Reviewed by David E. James, Division of Critical Studies, School of Cinema, University of Southern California

David Willson's The REMF Returns is a novel in the form of the diary of an American soldier in Vietnam in 1976, serving out the short end of his tour as a rear-echelon clerk. Continuing the project of his previous REMF Diary, it seems unassuming, but actually it's a real intervention in the hegemonic mythologization of the invasion. The drama recorded here is not one of action, but of inaction, of mundane routine interrupted by petty jealousies and trivial encounters. Defeat occurs, not on the battlefield or even in the bordello, but in the typing pool; and triumph is a good tune heard on the radio.
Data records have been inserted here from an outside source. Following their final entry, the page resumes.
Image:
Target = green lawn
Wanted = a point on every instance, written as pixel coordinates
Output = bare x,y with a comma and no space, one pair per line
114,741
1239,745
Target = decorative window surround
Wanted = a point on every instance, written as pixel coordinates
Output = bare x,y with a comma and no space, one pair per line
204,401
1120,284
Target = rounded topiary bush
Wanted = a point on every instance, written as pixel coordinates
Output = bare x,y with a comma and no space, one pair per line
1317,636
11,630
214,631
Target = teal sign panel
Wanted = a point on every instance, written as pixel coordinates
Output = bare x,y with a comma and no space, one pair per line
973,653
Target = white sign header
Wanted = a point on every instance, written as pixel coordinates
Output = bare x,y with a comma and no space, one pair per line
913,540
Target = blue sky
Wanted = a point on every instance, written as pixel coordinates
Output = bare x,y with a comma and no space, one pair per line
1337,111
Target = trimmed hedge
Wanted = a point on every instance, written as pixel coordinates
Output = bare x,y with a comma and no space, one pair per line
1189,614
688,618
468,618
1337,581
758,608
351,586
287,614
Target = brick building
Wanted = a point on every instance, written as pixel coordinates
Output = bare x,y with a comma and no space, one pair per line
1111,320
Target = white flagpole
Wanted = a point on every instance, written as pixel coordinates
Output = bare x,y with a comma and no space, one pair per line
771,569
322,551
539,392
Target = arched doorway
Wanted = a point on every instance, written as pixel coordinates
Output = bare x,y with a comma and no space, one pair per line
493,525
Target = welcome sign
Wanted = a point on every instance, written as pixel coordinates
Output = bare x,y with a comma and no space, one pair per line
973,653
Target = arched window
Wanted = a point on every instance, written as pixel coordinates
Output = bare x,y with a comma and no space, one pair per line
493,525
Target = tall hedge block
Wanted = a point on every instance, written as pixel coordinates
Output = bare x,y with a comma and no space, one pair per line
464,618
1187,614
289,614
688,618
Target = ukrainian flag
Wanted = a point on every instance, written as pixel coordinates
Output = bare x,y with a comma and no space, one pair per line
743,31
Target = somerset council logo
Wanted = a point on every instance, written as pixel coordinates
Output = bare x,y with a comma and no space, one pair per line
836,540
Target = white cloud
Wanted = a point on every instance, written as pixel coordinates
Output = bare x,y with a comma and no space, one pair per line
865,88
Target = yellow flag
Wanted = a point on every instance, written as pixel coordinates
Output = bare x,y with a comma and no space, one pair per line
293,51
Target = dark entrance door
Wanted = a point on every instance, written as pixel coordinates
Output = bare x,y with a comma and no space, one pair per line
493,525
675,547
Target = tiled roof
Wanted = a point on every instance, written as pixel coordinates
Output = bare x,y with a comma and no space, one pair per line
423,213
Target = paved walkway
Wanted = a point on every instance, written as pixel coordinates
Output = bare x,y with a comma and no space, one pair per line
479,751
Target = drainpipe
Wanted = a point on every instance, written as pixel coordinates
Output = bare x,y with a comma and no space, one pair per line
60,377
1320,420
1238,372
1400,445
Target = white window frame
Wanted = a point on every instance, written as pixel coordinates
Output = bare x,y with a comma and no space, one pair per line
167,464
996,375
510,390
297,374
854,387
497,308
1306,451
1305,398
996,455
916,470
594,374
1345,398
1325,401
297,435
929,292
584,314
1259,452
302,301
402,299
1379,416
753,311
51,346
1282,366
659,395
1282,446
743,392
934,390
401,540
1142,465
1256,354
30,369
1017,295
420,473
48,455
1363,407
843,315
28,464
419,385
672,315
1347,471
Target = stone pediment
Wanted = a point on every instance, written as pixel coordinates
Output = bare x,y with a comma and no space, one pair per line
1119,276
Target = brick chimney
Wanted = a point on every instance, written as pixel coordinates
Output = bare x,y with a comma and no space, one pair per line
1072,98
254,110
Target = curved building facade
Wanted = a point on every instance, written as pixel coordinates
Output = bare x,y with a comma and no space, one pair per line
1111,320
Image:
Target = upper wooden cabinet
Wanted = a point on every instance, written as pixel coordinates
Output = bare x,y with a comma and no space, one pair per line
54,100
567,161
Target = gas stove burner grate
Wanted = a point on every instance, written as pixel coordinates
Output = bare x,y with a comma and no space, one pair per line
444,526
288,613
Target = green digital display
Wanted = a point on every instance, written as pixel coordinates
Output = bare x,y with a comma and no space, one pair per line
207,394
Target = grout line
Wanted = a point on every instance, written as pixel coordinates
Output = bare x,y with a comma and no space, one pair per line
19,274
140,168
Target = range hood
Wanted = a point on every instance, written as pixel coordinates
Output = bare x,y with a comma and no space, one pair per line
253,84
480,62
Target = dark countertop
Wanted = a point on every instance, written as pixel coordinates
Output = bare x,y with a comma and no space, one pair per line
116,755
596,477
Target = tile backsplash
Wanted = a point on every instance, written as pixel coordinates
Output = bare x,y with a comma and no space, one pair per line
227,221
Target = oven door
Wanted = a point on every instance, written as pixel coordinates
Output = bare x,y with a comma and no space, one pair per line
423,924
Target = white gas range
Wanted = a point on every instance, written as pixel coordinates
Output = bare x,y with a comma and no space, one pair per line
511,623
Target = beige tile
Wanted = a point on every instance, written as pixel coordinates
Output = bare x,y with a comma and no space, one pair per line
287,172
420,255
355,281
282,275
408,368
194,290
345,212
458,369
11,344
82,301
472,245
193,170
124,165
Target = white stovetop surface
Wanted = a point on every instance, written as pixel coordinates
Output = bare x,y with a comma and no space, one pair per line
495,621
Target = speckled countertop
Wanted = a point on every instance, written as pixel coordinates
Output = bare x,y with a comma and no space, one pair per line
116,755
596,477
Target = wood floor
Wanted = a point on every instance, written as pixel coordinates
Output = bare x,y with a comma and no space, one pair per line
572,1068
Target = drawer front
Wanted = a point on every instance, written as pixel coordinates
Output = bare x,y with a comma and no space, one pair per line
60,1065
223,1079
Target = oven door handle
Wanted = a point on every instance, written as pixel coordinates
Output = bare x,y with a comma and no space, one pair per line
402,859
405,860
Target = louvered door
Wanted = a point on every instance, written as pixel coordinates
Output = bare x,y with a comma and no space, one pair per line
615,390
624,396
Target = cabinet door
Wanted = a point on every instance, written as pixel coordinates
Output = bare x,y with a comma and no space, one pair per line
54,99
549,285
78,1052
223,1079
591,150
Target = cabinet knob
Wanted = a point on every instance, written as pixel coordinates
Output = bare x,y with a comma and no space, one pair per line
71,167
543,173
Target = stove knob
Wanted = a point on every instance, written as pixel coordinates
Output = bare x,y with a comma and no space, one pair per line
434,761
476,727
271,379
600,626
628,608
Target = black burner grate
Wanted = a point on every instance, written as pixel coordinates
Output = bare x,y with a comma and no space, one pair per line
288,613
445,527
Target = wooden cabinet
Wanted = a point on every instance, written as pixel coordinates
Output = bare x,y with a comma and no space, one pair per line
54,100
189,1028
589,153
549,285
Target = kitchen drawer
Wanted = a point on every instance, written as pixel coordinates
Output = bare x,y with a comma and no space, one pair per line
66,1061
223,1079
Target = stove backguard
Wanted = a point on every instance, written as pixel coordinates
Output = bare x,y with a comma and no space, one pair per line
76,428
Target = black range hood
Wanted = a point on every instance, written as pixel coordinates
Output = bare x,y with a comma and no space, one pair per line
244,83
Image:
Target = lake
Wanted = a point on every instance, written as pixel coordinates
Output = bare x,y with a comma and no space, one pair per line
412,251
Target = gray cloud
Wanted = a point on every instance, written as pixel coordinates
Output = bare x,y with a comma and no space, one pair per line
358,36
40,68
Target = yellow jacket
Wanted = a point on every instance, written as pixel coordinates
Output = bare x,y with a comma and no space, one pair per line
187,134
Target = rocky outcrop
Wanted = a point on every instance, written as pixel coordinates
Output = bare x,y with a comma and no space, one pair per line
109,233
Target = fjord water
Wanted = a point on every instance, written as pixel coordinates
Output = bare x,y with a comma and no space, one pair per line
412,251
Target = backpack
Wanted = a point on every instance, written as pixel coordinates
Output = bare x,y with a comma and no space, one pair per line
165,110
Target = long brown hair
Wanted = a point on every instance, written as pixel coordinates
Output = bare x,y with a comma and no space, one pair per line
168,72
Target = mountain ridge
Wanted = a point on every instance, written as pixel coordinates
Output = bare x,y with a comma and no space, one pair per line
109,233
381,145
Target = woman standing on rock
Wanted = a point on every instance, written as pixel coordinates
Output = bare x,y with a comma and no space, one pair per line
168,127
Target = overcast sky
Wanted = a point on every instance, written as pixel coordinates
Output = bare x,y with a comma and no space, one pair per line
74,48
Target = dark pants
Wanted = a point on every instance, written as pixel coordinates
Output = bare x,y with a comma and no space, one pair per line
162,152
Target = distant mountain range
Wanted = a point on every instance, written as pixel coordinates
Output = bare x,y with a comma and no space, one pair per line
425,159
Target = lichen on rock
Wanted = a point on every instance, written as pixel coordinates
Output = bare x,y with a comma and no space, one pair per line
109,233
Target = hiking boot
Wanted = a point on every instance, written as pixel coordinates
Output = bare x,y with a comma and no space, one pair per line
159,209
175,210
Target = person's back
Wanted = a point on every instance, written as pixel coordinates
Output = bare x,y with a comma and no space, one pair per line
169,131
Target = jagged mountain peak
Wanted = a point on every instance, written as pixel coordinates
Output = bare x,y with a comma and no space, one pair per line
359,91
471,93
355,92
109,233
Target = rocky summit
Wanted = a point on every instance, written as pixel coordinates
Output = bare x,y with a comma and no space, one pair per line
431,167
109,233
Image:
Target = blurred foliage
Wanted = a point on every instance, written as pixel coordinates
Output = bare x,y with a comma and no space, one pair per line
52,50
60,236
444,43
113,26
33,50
The importance of Willson's mode appears initially as a matter of literary innovation. Even more than in Michael Herr's version, the Vietnam he produces is one not of primal confrontation with primeval nature, but of a mass-media mishmash of endless textuality; indeed, nothing in the narrator's experience is as real as the novels he reads and the TV he watches while off-duty. And while like virtually the entire Vietnam narrative industry, the REMF sequence prioritizes the enlisted soldier's first-person account of his actual experience, here that empiricism only deflates the pretensions of the generic norm. In these matters, literary qualities translate directly into political utility, specifically as an antidote to the imperialist bombast of the Rambo clones, an ideological camp that in fact can easily accommodate ostensible opponents like Oliver Stone.

But a more general property of Willson's mode is also coming into focus. Given the narrator's obsession with rock and roll, it's right that, in the year when Nirvana shredded the collusion of corporate rock, the most interesting perspective on Vietnam, Inc. should be an indie retrovirus from Seattle. Like his homeboys, Willson is distinctly Sub Pop, preoccupied with half-pleasures snatched from under the detritus of mass media and in the gaps between cursory gestures toward social intercourse. And he's underground in Dostoevsky's sense as well: "I'm bitter, bitter and whiny," he remarks accurately; but it's the whiny that makes the bitterness interesting. And so both the novel and the narrator find themselves stuck in fin-de-siècle accidie, in the ironic dog-days, not of the Johnson years, but of the Bush years. The book must have been written in a recycled Brady Bunch t-shirt. The narrator knows the generic Vietnam-exploitation maven "likes to sing along and he likes to shoot his gun, but he don't know what it means." But he also knows that these days all he can say is "Nevermind."

Viet Nam Generation, Inc. and Burning Cities Press published Willson's REMF trilogy prequel, In the Army Now, in 1995.